Despite these challenges, the CBN projects positive economic growth during the period, driven by continued policy support in the agriculture and oil sectors, ongoing reforms in the foreign exchange market, and the implementation of the Finance Act 2023 and the 2022-2025 Medium-Term National Development Plan (MTNDP).
“The outlook for Nigeria’s external sector in 2024/2025 is optimistic,” the report states, citing the sustained rally in crude oil prices and improvements in domestic oil production as key factors. However, the bank warned that lower oil earnings, rising fuel import costs, and external debt repayments could hinder the growth of reserves.
CBN also noted the potential risk of capital outflows due to tightening monetary policies in advanced economies.

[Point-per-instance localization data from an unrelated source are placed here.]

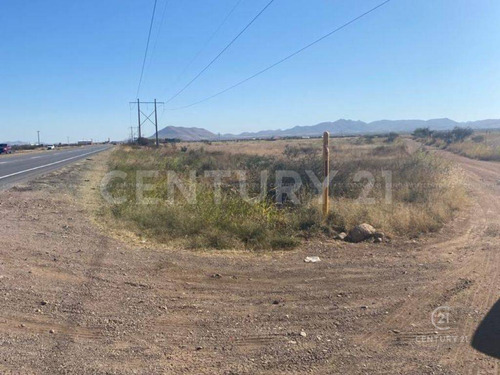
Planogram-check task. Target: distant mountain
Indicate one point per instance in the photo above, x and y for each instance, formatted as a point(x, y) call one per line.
point(185, 134)
point(339, 127)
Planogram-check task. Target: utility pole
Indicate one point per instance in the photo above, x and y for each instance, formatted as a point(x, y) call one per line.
point(139, 116)
point(156, 126)
point(143, 117)
point(326, 174)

Regarding Nigeria’s economic output, the CBN predicts a continued positive trajectory in 2024/2025, contingent on sustained policy support and the successful implementation of key reforms. However, it highlighted potential headwinds, including rising energy prices, persistent security challenges, and infrastructure issues, which could undermine growth.
Domestic inflation is expected to remain elevated, fueled by global supply chain constraints and exchange rate fluctuations, with security challenges further exacerbating inflationary pressures.
Analysts have expressed mixed views on the impact of the fuel subsidy removal. Clifford Egbomeade, a public affairs analyst, argued that the subsidy removal could increase demand for foreign exchange, placing pressure on external reserves. He noted that while there could be short-term economic disruptions, the long-term benefits include reduced fiscal deficits and improved investor confidence.
On the other hand, Ayodeji Ebo, Managing Director of Optimus by Afrinvest, offered a more optimistic view. Ebo suggested that ending the subsidy could actually boost external reserves, as it would eliminate the need for the Nigerian National Petroleum Corporation (NNPC) to deduct funds at the source, increasing foreign exchange remittances to the CBN.